Leasing impacts your bottom line because it ... >>
- Eliminates down payments through 100 percent financing
- Offers fixed rate, fixed payment financing
- Offers lower scheduled payments
- Drives periodic equipment evaluation
- Enables upgrades without refinancing
- Improves liquidity, leverage, solvency and profitability ratios
Leasing with CBTS Financial Services improves your business because ... >>
- Capital is retained, which can be utilized elsewhere in your business
- Credit is preserved: A lease is not a loan. Borrowing reduces available credit, whereas leasing is a new source of credit that will allow you to keep bank lines of credit open for future needs.

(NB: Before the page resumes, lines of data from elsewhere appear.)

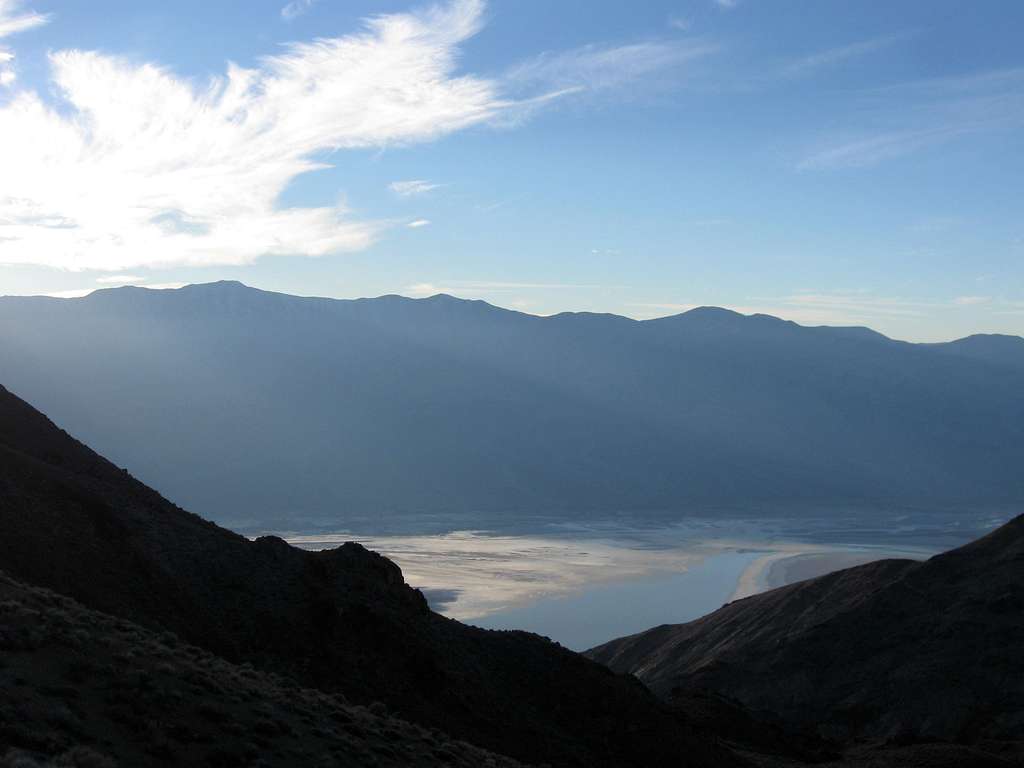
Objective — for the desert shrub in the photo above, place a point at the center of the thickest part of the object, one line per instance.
(83, 757)
(78, 670)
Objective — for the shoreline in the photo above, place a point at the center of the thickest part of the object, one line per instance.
(780, 568)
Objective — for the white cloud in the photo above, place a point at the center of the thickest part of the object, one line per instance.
(412, 187)
(137, 167)
(296, 8)
(76, 293)
(119, 165)
(119, 280)
(13, 20)
(484, 288)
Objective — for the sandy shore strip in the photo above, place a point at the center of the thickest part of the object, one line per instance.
(788, 566)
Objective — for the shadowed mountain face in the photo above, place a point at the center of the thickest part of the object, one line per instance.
(895, 649)
(84, 687)
(260, 408)
(339, 621)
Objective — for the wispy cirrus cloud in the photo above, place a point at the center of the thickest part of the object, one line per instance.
(904, 119)
(136, 166)
(597, 68)
(484, 288)
(413, 187)
(296, 8)
(119, 165)
(12, 20)
(840, 54)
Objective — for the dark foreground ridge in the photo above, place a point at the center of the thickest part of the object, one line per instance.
(893, 651)
(341, 621)
(175, 642)
(83, 686)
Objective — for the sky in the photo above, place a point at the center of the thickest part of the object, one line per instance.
(821, 161)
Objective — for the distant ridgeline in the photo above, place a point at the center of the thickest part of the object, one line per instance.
(249, 406)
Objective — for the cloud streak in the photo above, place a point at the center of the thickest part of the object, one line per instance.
(905, 119)
(296, 8)
(120, 165)
(413, 187)
(840, 54)
(597, 68)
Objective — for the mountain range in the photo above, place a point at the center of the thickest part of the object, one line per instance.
(262, 409)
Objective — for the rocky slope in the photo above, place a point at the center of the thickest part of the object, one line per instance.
(79, 688)
(341, 621)
(894, 650)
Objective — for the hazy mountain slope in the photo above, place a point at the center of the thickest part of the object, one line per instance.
(251, 406)
(340, 620)
(893, 649)
(997, 349)
(95, 691)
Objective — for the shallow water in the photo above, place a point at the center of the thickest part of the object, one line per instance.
(602, 612)
(584, 583)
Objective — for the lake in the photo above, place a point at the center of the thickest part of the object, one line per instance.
(584, 583)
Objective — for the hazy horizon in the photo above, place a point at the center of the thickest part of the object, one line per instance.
(836, 165)
(682, 309)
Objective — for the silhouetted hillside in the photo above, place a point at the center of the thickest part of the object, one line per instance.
(896, 649)
(253, 407)
(340, 621)
(82, 689)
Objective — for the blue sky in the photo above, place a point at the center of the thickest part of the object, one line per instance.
(826, 162)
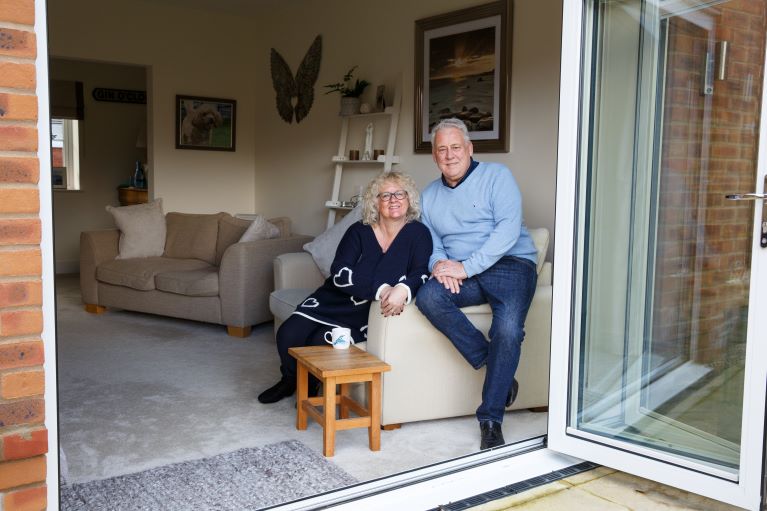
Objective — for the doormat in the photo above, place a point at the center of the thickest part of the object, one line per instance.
(250, 478)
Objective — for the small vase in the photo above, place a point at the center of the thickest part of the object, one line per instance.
(349, 106)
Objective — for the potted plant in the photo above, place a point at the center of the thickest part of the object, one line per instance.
(350, 92)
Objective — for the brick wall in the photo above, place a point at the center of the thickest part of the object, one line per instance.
(23, 436)
(709, 150)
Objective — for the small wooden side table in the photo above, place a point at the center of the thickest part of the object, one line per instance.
(339, 367)
(129, 195)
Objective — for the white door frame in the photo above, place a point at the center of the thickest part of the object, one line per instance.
(624, 456)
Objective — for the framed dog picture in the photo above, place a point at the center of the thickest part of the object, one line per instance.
(205, 123)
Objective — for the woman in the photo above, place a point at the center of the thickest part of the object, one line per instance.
(383, 257)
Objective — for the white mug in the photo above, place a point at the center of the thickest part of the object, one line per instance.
(340, 338)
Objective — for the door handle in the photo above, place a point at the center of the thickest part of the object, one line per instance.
(755, 196)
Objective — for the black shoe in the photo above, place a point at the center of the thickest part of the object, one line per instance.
(513, 391)
(282, 388)
(492, 435)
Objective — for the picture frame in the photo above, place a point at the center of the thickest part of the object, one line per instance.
(462, 69)
(59, 178)
(208, 124)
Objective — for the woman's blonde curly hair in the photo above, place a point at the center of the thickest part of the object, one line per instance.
(370, 197)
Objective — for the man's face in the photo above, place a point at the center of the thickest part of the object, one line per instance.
(452, 154)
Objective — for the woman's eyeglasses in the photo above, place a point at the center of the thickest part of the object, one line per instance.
(387, 196)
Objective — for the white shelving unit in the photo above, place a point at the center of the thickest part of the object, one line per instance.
(386, 160)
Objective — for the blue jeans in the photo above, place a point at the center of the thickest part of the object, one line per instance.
(508, 286)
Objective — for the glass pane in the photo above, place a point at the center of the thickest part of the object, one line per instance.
(671, 115)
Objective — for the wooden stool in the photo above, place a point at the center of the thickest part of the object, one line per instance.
(339, 367)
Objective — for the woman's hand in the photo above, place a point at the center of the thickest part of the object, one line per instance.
(450, 274)
(393, 300)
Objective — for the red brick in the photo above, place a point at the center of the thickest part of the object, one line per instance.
(21, 322)
(18, 11)
(19, 170)
(25, 445)
(19, 200)
(21, 472)
(18, 107)
(22, 384)
(29, 499)
(18, 138)
(24, 231)
(17, 43)
(21, 354)
(20, 263)
(17, 76)
(24, 411)
(19, 294)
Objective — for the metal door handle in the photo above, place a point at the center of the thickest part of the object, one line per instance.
(746, 196)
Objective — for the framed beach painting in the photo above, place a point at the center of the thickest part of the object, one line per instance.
(205, 123)
(462, 70)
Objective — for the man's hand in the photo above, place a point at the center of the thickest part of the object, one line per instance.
(393, 300)
(450, 274)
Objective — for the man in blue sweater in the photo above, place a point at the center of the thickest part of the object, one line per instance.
(482, 254)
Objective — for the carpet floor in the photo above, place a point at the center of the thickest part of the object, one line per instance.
(244, 479)
(138, 391)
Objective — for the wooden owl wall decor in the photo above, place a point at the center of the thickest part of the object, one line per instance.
(300, 87)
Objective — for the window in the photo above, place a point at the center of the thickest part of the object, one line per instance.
(65, 154)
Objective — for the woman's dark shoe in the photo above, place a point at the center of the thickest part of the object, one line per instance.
(491, 435)
(281, 389)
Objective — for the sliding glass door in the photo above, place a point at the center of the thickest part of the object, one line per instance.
(656, 294)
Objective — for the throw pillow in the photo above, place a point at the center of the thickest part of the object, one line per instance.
(192, 236)
(260, 229)
(323, 247)
(142, 229)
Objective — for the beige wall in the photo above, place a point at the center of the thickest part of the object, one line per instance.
(285, 169)
(108, 152)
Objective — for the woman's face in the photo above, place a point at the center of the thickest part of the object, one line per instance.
(393, 208)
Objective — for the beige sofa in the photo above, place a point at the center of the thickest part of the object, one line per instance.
(429, 378)
(205, 274)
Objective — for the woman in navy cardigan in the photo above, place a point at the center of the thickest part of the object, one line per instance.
(384, 257)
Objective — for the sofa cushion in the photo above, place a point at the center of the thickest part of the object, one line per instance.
(260, 229)
(142, 229)
(139, 273)
(230, 230)
(282, 302)
(323, 247)
(541, 241)
(203, 282)
(192, 236)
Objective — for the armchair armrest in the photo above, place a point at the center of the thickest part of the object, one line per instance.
(96, 247)
(296, 270)
(245, 278)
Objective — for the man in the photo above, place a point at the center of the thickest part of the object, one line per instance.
(482, 254)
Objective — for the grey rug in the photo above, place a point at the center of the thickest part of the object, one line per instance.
(244, 479)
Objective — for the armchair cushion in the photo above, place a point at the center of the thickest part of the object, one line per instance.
(191, 236)
(323, 247)
(142, 229)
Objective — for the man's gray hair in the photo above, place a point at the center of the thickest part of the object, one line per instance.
(454, 123)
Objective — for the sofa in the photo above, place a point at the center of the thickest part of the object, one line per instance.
(429, 378)
(201, 271)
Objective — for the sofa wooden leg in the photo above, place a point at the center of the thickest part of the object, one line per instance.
(238, 331)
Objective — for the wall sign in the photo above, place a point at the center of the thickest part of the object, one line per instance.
(119, 95)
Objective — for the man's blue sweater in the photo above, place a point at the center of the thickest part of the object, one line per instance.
(479, 221)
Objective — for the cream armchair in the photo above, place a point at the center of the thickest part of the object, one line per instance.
(429, 378)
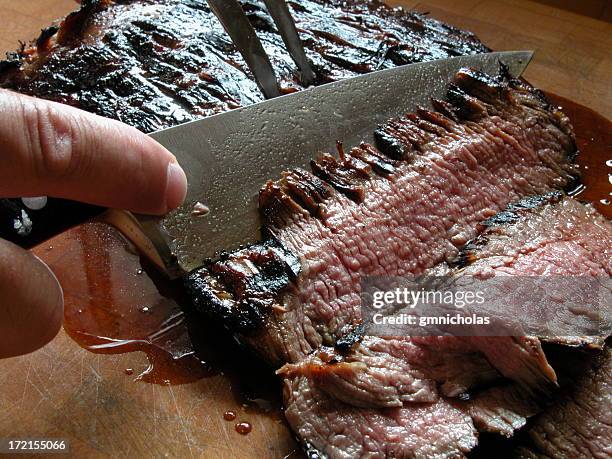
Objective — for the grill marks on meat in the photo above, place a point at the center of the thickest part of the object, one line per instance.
(154, 64)
(411, 219)
(580, 423)
(422, 191)
(550, 235)
(395, 372)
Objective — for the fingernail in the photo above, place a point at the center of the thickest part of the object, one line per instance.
(176, 186)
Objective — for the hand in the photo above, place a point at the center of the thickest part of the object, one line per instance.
(49, 149)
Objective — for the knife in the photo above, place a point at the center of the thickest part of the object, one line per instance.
(228, 157)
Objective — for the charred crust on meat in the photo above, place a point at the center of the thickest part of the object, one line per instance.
(297, 191)
(240, 289)
(345, 176)
(381, 164)
(509, 216)
(74, 25)
(43, 42)
(389, 144)
(99, 55)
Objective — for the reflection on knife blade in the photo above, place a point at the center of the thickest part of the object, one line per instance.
(228, 157)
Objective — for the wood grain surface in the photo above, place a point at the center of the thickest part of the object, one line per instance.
(65, 391)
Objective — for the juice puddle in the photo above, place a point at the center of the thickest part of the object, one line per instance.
(115, 302)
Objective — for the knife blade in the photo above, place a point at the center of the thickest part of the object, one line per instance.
(228, 157)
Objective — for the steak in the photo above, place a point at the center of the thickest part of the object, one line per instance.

- Acquisitions not contemplated by a budget can be accomplished through leasing. To acquire computers through a lease, which is an operational expense rather than a capital outlay, is generally much easier to manage from a cash flow perspective.
- Obsolescence is eliminated: If you do not own a computer, you won’t keep it beyond its useful life. If bought, the depreciable life may be longer and you may use it past the point where better, more efficient computers would benefit your business.
- Tax benefits are realized. True lease payments are generally 100 percent tax deductible as an operational expense. If you borrow funds to acquire the equipment, only the interest and the depreciation allowed each year by the IRS can be deducted. Consult your tax counsel for specific recommendations.
- Normally, 100 percent financing is available and lease terms can be structured beyond normally available loan terms.